Co-precipitation continuous synthesis of the Ni-Rh-Ce0.75Zr0.25O2-δ catalyst in the membrane dispersion microreactor system for n-dodecane steam reforming to hydrogen

Abstract

Precipitation at the micro-scale to produce nanoparticles with small particle size and uniform dispersion is feasible. A membrane dispersion microreactor (MR) - matching spiral tube system was used to synthesize highly dispersed (MR)-Ni-Rh-Ce0.75Zr0.25O2-δ and (MR)-Ni- Ce0.75Zr0.25O2-δ catalysts with active metal particle sizes of 4.3 and 4.6 nm.

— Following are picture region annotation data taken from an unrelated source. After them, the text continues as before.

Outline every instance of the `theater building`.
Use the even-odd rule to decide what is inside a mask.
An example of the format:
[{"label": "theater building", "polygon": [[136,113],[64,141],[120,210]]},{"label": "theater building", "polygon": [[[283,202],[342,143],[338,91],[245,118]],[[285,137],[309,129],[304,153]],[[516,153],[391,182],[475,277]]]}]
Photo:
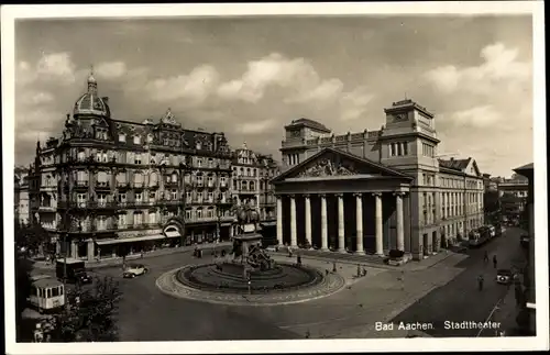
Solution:
[{"label": "theater building", "polygon": [[283,174],[272,181],[279,244],[420,259],[483,224],[475,160],[440,159],[435,115],[413,100],[384,111],[377,131],[334,135],[308,119],[285,126]]},{"label": "theater building", "polygon": [[[229,238],[231,152],[223,133],[182,127],[168,110],[111,117],[94,75],[63,136],[37,146],[40,223],[58,252],[91,260]],[[220,229],[221,223],[221,229]]]}]

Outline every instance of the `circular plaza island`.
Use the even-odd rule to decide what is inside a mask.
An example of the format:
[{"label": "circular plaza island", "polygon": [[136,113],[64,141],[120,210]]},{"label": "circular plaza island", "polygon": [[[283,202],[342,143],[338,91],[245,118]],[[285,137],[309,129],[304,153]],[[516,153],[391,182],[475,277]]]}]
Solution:
[{"label": "circular plaza island", "polygon": [[210,262],[162,275],[156,285],[173,297],[235,306],[275,306],[326,297],[343,288],[338,274],[276,262],[253,231],[233,237],[232,251]]}]

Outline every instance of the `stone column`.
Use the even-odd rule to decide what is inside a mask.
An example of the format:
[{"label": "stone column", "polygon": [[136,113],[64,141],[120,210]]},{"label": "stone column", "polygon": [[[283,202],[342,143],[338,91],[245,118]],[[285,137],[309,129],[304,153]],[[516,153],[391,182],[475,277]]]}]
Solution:
[{"label": "stone column", "polygon": [[376,255],[384,255],[384,245],[382,237],[382,193],[373,193],[375,198],[375,217],[374,223],[376,226]]},{"label": "stone column", "polygon": [[338,251],[340,253],[345,253],[343,195],[337,193],[337,198],[338,198]]},{"label": "stone column", "polygon": [[306,203],[306,241],[312,244],[311,241],[311,200],[309,195],[305,195],[305,203]]},{"label": "stone column", "polygon": [[296,198],[294,195],[290,195],[290,246],[298,246],[296,230]]},{"label": "stone column", "polygon": [[89,238],[88,240],[88,251],[87,251],[87,256],[88,256],[88,262],[94,262],[94,249],[95,249],[95,245],[94,245],[94,240],[92,238]]},{"label": "stone column", "polygon": [[75,241],[70,242],[70,257],[78,258],[78,245]]},{"label": "stone column", "polygon": [[404,192],[396,192],[395,195],[395,207],[397,210],[397,249],[405,251],[405,233],[404,233],[404,220],[403,220],[403,196]]},{"label": "stone column", "polygon": [[355,224],[358,230],[356,254],[365,254],[363,247],[363,193],[355,193]]},{"label": "stone column", "polygon": [[277,242],[283,245],[283,198],[277,196]]},{"label": "stone column", "polygon": [[329,249],[329,233],[327,222],[327,196],[320,195],[321,198],[321,251]]}]

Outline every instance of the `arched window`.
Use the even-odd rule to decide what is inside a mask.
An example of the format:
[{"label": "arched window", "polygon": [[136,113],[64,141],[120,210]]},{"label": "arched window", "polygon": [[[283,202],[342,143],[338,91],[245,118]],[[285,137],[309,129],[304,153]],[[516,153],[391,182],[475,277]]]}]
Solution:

Rapid nucleation of the catalyst precursor was achieved in the microreactor and ordered growth occurred in the spiral tube. Characterization by TEM, pulse CO chemisorption, and Raman spectroscopy prove that the catalysts synthesized in the microreactor system possess more oxygen vacancies and uniformly supported active metal than those in the stirred tank (S). The apparent activation energies of the catalysts for n-dodecane steam reforming (SR) increase in the following order: (MR)-Ni-Rh-CZO (62 kJ/mol) < (S)-Ni-Rh-CZO (67 kJ/mol) < (MR)-Ni- CZO (77 kJ/mol) < (S)-Ni-CZO (84 kJ/mol). The initial hydrogen yields of (MR)-Ni-Rh-CZO and (S)-Ni-Rh-CZO are 88 and 59%, respectively, at T = 650 °C, WHSV = 12 h−1, and S/C = 4. TPSR experiments indicated that (MR)-Ni-CZO mostly contributed to the cleavage of C–C and C–H bonds. The carbon deposition in the first 12 h of n-dodecane SR is only 2.4 mg/(g-cat·mol-H2). For optimizing the continuous synthesis method, the initial hydrogen yield can be further improved to above 95% by increasing the mixing intensity, decreasing the ratio of the dispersed to continuous phase, and increasing the spiral tube length to synthesize better-dispersed catalysts.